Entelechy — the Aristotelian entelecheia, denoting the condition in which a potentiality has achieved actuality in accordance with its inner telos — occupies a peculiar and generative position in the depth-psychology corpus. The term arrives charged with its Aristotelian freight: the soul as the 'first entelechy' of a natural body, form realizing potential through time. Edinger traces the lineage from Aristotle's De Anima through the neo-vitalist Hans Driesch, who retrieved entelechy as a non-material ordering factor in organic life — neither force nor soul, yet describable only in psychological analogues.

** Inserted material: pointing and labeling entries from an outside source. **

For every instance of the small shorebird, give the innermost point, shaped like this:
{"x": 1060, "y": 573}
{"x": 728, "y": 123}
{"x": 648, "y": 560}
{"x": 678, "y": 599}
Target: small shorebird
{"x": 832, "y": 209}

Jung absorbs the term directly, proposing that 'entelechy' may in certain conditions be more fitting than 'synthesis' to name the individuation process, precisely because the symbols of wholeness appear at the beginning of life, suggesting an a priori potential that unfolds rather than is assembled. Hillman draws an explicit genealogy linking Aristotle's entelechy, Leibniz's monad, and Jung's self — all converging on a fantasy of self-contained, self-realizing independence. Plotinus, by contrast, challenges any entelechy doctrine that binds soul irreversibly to one body, insisting that soul's substantial existence precedes its somatic function. Simondon complicates the picture further, arguing that a being harbors several entelechies corresponding to its several phases. The tension throughout is between entelechy as teleological completion immanent in nature and entelechy as a concept that depth psychology must reclaim from biology to name the self's own drive toward wholeness.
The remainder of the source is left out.